Checking Item Ownership
If you want to check whether a user owns a particular item (for example, a limited, badge, pass, or private server), use the filter parameter to check for a comma-separated list of one or more IDs. This code sample checks for three asset IDs:
const https = require('node:https');
const userId = 11111111111;
const hostname = 'apis.roblox.com';
const path = `/cloud/v2/users/${userId}/inventory-items`;
const params = '?filter=assetIds=62724852,1028595,4773588762';
const url = 'https://' + hostname + path + params;
const apiKey = '123456789012345678901234567890123456789012345678';
const options = {
headers: {
'x-api-key': `${apiKey}`,
},
};
https
.get(url, options, (response) => {
console.log('statusCode:', response.statusCode);
let data = '';
response.on('data', (d) => {
data += d;
});
response.on('end', () => {
if (response.statusCode === 200) {
const jsonData = JSON.parse(data);
console.log('Response Data:', JSON.stringify(jsonData, null, 2));
} else {
console.error('Error:', response.statusCode, response.statusMessage);
}
});
})
.on('error', (e) => {
console.error(e);
});
The following response indicates that the user owns one of the three items:
{
"inventoryItems": [
{
"path": "users/11111111111/inventory-items/VVNFUl9BU1NFVF9JRD0yMDAxMDUxMTkzODg",
"assetDetails": {
"assetId": "1028595",
"inventoryItemAssetType": "CLASSIC_TSHIRT",
"instanceId": "200105119388"
}
}
],
"nextPageToken": ""
}
Filtering Items
If you want to display, for example, only the collectibles that a user owns, use the same code as above, just with a different filter parameter.

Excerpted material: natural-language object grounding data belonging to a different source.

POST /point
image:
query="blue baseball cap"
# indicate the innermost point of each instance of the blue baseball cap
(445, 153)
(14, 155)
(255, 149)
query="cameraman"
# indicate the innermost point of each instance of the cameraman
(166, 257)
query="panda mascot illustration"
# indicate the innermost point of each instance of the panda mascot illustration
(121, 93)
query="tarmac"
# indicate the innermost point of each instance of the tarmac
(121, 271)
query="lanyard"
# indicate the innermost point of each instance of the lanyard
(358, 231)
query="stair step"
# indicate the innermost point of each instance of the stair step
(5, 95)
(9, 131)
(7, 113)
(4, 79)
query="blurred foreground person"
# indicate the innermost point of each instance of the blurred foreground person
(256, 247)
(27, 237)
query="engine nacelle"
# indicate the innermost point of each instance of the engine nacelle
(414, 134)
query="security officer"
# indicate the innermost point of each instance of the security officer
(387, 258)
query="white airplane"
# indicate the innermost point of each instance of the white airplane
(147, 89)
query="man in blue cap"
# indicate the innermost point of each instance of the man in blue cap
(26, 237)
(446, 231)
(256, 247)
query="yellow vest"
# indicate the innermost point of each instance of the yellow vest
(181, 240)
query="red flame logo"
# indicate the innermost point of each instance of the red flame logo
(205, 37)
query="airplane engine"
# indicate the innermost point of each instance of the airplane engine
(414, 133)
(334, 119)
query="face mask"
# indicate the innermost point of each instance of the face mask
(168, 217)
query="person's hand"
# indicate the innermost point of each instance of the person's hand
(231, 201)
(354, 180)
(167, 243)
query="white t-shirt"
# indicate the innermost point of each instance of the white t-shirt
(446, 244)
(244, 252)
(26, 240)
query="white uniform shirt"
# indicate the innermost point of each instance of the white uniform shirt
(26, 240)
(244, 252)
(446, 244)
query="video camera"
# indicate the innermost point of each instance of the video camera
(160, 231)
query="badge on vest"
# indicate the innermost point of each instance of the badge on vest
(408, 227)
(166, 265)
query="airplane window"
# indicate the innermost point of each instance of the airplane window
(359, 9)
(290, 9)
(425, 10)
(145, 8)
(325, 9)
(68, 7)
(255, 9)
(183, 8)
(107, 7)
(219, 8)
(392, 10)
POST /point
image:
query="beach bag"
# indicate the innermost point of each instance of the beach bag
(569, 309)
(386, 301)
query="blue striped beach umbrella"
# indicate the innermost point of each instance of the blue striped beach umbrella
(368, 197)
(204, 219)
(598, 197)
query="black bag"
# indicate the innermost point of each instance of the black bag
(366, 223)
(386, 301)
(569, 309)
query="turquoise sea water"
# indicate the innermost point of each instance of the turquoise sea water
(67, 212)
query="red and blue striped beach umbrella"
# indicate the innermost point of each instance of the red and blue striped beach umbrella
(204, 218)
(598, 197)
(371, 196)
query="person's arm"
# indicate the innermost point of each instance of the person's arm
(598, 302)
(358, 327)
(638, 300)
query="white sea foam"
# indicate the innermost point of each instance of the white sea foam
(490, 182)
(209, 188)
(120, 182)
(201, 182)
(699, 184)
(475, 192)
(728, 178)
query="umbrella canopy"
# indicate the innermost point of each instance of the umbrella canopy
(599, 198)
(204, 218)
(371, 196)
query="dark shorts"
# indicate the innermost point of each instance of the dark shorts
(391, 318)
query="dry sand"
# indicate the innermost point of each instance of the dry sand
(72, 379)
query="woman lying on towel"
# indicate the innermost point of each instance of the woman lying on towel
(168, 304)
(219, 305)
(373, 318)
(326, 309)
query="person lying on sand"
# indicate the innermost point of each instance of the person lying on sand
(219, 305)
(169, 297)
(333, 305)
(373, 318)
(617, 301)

const params = '?filter=onlyCollectibles=true;inventoryItemAssetTypes=*';
Mix and match filters using a semicolon-separated list. Here are a few examples:
filter=onlyCollectibles=true;inventoryItemAssetTypes=HAT,CLASSIC_PANTSfilter=badgeIds=111111,222222;gamePassIds=777777;privateServerIds=999999filter=gamePasses=true;badges=true
Most calls to the API do not require any specific permissions, but several filters require Inventory read permissions. For more information, see Filtering.
Paginating Results
If a response includes a value for nextPageToken, use that value in the pageToken parameter of the subsequent request to retrieve the next page. For more information, see Pagination.
If the number of results is divisible by maxPageSize (for example, you have 50 results and a maxPageSize of 25), you can encounter a situation in which your response includes a value for nextPageToken, but a request using that token returns no results:
GET /cloud/v2/users/{userId}/inventory-items?maxPageSize=25&pageToken=cccDDD
{
"inventoryItems": [],
"nextPageToken": ""
}
When implementing pagination in your app, best practice is to check not just for a non-empty nextPageToken, but also for a non-empty inventoryItems array.